Olimpia wyrównała po akcji z prawej strony (Hirsz zagrał do Marca, a ten strzałem po ziemi pokonał Krupę), jednak Siarka nie poddała się. Bardzo ładne, a zarazem zwycięskie trafienie z półwoleja zanotował Mateusz Janeczko.
Kibice tarnobrzeskiej ekipy na pewno odetchnęli z ulgą. Na zwycięstwo swojej drużyny czekali od... 25 sierpnia.
Olimpia Grudziądz – Siarka Tarnobrzeg 2:3 (1:0)
Bramki: 1:0 Głaz (samobójcza) 11, 1:1 Ropski 47, 1:2 Kubowicz 77, 2:2 Marzec 84, 2:3 Janeczko 86.

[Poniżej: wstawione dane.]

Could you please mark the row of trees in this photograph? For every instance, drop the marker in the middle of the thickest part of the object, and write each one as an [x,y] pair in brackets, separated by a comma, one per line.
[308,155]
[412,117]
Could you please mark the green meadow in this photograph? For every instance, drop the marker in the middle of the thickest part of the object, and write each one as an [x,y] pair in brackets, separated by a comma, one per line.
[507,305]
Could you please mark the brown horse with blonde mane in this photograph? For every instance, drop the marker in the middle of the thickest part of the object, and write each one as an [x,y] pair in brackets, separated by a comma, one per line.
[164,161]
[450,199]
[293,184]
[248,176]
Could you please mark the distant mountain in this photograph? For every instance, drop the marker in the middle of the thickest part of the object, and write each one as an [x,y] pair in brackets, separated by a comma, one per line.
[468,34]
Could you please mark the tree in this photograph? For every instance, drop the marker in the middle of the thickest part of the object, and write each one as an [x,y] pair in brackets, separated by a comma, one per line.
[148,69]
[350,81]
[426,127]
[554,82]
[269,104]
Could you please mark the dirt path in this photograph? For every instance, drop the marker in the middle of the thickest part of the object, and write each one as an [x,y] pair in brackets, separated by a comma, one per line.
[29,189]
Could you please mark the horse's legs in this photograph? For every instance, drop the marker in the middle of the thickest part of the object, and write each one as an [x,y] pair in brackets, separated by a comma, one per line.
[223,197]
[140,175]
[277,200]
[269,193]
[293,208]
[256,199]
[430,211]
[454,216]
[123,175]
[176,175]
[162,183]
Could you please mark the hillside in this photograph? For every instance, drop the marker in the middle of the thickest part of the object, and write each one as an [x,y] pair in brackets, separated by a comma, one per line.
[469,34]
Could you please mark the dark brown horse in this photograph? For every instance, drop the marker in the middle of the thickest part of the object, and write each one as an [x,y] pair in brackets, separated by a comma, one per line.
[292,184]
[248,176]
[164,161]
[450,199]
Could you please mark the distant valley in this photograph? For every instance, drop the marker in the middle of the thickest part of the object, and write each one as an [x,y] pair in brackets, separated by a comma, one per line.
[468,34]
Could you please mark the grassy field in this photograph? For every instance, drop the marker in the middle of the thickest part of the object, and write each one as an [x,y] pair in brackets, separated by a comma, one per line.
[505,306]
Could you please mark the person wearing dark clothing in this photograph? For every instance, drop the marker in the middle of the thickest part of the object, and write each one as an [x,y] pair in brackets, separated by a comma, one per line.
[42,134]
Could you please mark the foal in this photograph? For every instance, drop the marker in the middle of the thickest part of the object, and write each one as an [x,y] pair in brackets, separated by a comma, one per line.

Olimpia: Muzyk – Ciechanowski, Nakrosius, Wawszczyk, Gabor (85 Zatorski), Skibicki (56 Śmietanko), Ziętarski, Handzlik, Marzec, Papikjan (82 Kamiński), Hirsz. Trener Mariusz Pawlak.
Siarka: Krupa 5 – Głaz 5, Bierzało Ż 4, Duda 5, Woźniak 5, Kubowicz Ż 7, Nadolski 5, Maik 5, Sitek 6 (89 Płatek), Drobot 4 (46 Janeczko 6 (90 Galara)), Gębalski 4 (46 Ropski 6). Trener Włodzimierz Gąsior.
Sędziował Kuźma (Białystok).
ZOBACZ TAKŻE - Andreja Prokić: Teść czasem lubi mnie krytykować [STADION]
[xlink]40489428-a353-b30a-a25d-857ad5115843,3473b14c-3549-b658-f917-7b524a202ffd[/xlink]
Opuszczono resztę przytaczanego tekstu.